Re: [BLAST_SHIFTS] Shift summary 08/25/2004 A (1-9)

From: Karen Dow (kdow@mit.edu)
Date: Wed Aug 25 2004 - 13:08:20 EDT


At 09:01 AM 8/25/2004 -0400, Electronic Log Book wrote:
>Operator: zwart
>
>I added CCR Coulomb meter to the EPICS displays in the counting bay. B McA
>has made three distinct variables, total integrated DCCT, DCCT available
>to exp and DCCT accepted by experiment. The red needle (DCCT on tape) is
>the most important for luminosity optimization.
>
>The numbers are:
>
>Total DCCT: 360 C/hr
>DCCT available to expt: 300 C/hr
>DCCT accepted by expermient: 230 C/hr
>
> >From scalers looks like computer live is ~88%, but the ratio of 230/300
> gives only 76%. The other 12% comes from target flipping? This is an
> "effective" dead time which should be included in the I_min calculation
> for ring refill. We should have EPICS calculate the optimum I_min (at
> least make a suggestion) for a given I_max.

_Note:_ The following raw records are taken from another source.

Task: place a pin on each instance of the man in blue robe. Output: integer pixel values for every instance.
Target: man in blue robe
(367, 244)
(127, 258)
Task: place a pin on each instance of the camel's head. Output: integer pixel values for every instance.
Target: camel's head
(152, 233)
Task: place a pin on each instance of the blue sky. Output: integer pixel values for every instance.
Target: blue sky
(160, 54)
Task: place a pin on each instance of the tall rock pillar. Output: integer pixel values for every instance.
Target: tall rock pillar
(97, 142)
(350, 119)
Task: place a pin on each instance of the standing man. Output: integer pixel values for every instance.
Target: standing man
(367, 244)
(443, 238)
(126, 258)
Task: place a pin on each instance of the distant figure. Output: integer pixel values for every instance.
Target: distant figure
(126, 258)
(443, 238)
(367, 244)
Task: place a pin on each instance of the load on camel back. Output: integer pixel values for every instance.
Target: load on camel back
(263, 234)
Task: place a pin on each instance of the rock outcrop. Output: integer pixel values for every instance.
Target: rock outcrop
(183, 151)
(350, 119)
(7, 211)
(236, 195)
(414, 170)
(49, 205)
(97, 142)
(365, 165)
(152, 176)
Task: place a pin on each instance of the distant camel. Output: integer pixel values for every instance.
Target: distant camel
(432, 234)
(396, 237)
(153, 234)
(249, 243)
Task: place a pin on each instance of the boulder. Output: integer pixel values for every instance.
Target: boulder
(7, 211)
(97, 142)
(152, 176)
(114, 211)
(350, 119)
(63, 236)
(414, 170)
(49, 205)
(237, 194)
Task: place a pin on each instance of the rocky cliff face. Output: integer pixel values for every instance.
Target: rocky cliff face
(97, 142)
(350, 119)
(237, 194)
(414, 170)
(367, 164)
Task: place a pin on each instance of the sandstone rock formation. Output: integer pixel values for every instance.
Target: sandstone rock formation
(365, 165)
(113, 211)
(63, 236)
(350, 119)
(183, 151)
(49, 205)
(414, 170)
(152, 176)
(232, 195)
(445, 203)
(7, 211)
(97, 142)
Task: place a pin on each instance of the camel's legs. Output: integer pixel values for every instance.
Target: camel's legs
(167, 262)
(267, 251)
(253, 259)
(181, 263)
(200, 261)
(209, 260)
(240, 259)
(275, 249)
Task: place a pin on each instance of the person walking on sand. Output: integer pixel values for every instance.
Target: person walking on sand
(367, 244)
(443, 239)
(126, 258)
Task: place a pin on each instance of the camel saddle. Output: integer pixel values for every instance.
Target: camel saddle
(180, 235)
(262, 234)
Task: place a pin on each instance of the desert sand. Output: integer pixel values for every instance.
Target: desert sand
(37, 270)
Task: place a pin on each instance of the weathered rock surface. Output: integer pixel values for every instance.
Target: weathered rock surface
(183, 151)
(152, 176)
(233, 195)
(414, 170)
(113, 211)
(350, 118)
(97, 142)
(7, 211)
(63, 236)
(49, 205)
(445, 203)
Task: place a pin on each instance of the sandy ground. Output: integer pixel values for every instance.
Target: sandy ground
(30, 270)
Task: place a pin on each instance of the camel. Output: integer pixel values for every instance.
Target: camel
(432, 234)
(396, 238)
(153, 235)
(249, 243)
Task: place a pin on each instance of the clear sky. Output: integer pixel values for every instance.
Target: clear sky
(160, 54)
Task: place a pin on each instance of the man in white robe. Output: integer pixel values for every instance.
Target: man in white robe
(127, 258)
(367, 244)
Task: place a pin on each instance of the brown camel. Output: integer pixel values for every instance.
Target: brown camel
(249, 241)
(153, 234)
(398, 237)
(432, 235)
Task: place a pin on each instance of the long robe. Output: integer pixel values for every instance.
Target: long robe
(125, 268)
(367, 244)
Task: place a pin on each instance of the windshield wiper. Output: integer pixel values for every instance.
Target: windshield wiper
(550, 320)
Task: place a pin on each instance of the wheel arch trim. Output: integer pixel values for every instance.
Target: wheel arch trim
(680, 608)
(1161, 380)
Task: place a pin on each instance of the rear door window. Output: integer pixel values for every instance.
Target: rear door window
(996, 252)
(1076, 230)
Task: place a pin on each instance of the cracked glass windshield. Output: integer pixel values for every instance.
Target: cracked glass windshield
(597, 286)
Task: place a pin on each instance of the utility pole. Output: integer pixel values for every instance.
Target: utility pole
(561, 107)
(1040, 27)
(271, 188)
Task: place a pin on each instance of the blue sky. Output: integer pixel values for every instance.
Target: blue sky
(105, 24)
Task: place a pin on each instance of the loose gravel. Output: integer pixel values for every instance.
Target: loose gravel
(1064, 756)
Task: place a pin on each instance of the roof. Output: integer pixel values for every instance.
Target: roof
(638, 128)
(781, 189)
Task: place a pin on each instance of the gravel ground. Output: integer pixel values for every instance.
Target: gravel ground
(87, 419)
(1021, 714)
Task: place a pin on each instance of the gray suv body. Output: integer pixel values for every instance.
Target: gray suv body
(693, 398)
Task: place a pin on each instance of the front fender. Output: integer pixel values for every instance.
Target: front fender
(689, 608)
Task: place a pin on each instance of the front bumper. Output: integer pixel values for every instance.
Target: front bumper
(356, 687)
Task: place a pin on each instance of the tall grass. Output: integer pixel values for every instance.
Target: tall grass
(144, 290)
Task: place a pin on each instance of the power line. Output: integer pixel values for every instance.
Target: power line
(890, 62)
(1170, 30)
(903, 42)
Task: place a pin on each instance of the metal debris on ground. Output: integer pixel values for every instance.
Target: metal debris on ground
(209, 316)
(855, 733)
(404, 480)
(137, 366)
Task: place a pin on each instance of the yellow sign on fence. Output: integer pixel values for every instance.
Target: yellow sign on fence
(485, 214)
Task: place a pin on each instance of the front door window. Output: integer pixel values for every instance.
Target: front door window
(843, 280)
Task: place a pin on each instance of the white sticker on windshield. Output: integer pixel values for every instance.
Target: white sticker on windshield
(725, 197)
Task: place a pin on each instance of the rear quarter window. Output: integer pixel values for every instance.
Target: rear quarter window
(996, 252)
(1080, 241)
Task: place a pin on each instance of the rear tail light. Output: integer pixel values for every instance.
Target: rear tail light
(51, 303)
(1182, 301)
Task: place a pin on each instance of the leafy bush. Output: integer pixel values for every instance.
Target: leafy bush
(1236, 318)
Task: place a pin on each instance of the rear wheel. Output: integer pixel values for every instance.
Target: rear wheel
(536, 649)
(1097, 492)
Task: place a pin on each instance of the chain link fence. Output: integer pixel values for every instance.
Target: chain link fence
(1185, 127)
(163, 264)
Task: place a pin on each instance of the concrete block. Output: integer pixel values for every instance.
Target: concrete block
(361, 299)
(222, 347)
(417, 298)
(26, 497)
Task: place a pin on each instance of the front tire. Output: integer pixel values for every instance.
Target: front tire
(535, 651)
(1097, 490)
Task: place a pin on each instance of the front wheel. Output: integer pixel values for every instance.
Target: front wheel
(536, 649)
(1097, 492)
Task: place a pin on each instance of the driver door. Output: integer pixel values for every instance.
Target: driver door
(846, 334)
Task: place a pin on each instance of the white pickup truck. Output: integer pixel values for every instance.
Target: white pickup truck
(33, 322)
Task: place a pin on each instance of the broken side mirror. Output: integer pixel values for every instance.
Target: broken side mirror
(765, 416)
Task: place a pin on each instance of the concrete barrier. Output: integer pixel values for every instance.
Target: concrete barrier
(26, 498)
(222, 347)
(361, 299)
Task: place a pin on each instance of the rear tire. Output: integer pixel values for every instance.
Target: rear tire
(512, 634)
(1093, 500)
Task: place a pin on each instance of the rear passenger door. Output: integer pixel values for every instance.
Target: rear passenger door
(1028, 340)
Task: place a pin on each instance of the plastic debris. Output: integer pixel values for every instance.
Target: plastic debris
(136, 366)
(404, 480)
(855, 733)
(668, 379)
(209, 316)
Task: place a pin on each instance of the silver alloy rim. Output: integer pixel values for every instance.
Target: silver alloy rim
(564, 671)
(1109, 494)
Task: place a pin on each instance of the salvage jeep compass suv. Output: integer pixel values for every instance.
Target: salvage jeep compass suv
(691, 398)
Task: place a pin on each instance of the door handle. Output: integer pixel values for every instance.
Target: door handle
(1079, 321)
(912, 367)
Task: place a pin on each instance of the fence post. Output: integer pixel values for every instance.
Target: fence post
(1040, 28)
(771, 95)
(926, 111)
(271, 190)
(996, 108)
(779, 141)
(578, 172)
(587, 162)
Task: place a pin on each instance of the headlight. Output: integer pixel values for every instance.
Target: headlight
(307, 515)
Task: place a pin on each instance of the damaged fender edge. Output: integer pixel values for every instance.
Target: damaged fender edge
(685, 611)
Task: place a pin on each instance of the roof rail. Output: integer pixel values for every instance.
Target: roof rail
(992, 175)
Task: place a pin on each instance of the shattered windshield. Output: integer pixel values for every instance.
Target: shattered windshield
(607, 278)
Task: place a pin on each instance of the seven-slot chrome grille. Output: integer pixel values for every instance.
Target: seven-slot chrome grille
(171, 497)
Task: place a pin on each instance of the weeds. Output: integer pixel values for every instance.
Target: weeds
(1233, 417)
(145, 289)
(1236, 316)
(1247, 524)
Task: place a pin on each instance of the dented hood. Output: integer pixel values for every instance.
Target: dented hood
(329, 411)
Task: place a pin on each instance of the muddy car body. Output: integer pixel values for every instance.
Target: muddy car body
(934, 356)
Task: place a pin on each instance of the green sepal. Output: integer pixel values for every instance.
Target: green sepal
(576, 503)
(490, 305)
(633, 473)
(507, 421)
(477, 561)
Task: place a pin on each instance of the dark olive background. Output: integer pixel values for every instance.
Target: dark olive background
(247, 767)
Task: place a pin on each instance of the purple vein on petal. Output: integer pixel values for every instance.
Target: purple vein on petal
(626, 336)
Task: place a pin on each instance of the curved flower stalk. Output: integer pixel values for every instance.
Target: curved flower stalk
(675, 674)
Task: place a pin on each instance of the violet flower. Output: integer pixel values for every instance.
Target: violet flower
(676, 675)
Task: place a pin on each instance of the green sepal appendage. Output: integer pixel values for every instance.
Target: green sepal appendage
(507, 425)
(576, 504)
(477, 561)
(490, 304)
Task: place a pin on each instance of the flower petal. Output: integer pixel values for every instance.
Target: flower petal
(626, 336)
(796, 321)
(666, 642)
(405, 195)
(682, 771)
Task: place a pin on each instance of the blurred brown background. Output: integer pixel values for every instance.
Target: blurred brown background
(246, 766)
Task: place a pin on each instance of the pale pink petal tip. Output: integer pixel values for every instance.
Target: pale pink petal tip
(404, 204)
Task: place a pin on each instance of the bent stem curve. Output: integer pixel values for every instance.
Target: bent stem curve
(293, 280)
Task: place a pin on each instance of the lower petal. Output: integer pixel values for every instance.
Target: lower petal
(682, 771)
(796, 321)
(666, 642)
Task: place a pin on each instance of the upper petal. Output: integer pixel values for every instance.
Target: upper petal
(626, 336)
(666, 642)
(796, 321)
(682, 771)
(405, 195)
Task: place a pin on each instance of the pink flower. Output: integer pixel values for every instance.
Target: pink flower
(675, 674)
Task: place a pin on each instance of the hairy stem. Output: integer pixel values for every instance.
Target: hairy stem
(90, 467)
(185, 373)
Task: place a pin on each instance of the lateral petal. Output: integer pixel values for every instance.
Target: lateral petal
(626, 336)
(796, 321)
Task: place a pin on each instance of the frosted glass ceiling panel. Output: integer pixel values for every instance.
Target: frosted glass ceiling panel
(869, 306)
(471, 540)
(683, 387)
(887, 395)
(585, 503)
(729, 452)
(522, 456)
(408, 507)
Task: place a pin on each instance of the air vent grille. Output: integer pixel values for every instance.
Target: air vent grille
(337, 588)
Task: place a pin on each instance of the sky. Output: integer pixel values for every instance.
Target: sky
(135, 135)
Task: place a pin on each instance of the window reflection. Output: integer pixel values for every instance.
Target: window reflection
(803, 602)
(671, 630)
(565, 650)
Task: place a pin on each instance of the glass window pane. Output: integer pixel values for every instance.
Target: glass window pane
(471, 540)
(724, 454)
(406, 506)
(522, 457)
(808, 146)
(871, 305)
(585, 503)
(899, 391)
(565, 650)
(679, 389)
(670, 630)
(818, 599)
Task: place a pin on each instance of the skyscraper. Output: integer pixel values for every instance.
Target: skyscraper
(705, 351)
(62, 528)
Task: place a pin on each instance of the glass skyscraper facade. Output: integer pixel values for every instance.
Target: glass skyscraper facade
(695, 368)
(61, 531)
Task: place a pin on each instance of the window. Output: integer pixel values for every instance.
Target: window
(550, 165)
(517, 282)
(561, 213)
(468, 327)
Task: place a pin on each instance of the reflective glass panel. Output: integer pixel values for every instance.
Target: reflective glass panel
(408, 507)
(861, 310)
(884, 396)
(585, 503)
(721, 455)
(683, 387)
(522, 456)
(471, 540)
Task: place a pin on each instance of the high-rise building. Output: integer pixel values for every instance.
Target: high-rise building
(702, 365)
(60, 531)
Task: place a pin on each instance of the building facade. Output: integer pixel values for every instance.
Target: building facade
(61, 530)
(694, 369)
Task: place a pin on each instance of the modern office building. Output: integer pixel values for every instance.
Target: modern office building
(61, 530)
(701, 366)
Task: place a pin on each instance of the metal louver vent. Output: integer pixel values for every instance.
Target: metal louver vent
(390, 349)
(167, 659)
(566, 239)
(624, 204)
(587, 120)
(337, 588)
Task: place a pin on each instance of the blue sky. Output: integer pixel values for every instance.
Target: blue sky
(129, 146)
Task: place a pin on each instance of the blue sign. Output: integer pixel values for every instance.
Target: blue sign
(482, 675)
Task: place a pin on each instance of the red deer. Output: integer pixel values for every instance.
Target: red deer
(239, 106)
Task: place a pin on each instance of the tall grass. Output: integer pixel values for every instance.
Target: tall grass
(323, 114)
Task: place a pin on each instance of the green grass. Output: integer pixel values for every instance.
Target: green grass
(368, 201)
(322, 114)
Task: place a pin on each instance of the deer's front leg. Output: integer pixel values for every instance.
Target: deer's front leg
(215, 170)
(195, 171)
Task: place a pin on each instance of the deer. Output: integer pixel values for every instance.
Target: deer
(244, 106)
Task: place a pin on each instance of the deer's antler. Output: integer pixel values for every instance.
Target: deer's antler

         The red needle only counts charge when we are live and taking
data. It is inhibited by the same signal that inhibits our B scalers (an
OR of run not in progress, target flipping, electron spin flip, HV not at
operate). The difference is that the red needle looks back for an hour,
while the scaler display looks back for 1 second. When the target flips,
our BDCCT/DCCT ratio goes to 0 for a second or two (something on that
order, anyhow). The target flips every 5(?) minutes, so that is a small
contribution to subtract from Townsend's instantaneous 88%, maybe 1% or so.

         The live time is driven by the event rate, and so the live time is
lower at the top of a fill. I think we are only at about 80% right now at
a fill of 130mA, and it will be more like 75% if we fill to 140mA.

         The last contribution to live time that the red needle catches but
you don't think about when looking at the 1-second scalers is the time
between runs. That's typically a minute, every 30 minutes, so that's 3%
dead right there. This puts the overall efficiency at something less than
80%, consistent with the ratio of the red and green needles.

         I do have a spreadsheet that shows the optimum dump current for a
given I_max, beam lifetime and current-dependent experiment live time. It
shows that (for deadtimes we were seeing back in the early summer) the
optimum dump current is about 63% of the fill current. This is basically
what Aaron's original sheet showed. The only difference is that for Aaron,
the average current turns out to be equal to the dump current; with
experiment dead time included, the average current to tape is LESS than the
dump current.

         The maximum in I_avg as a function of dump current is pretty
broad; you lose about 0.5% in I_avg if you change the dump current to 57%
or 67% of I_max. My spreadsheet doesn't exactly mimic reality, since it
assumes the beam lifetime is independent of current. And if the current
goes too high, we will hit a wall in our event rate (the Ethernet
bandwidth), which I haven't put into the spreadsheet.

         I think we can safely say that I_dump=0.63*I_fill, more or less
(and 0.60 is fine, easier to do in your head). To maximize the red needle,
we need to have a beam tune that minimizes the WC scalers (which are
correlated with the 2nd-level trigger rate, which drives our live time),
and we need to start a new run as soon as the old has finished. If our
event rate drops (because the beam tune is cleaner), then our live fraction
will addtionally improve just because runs last longer.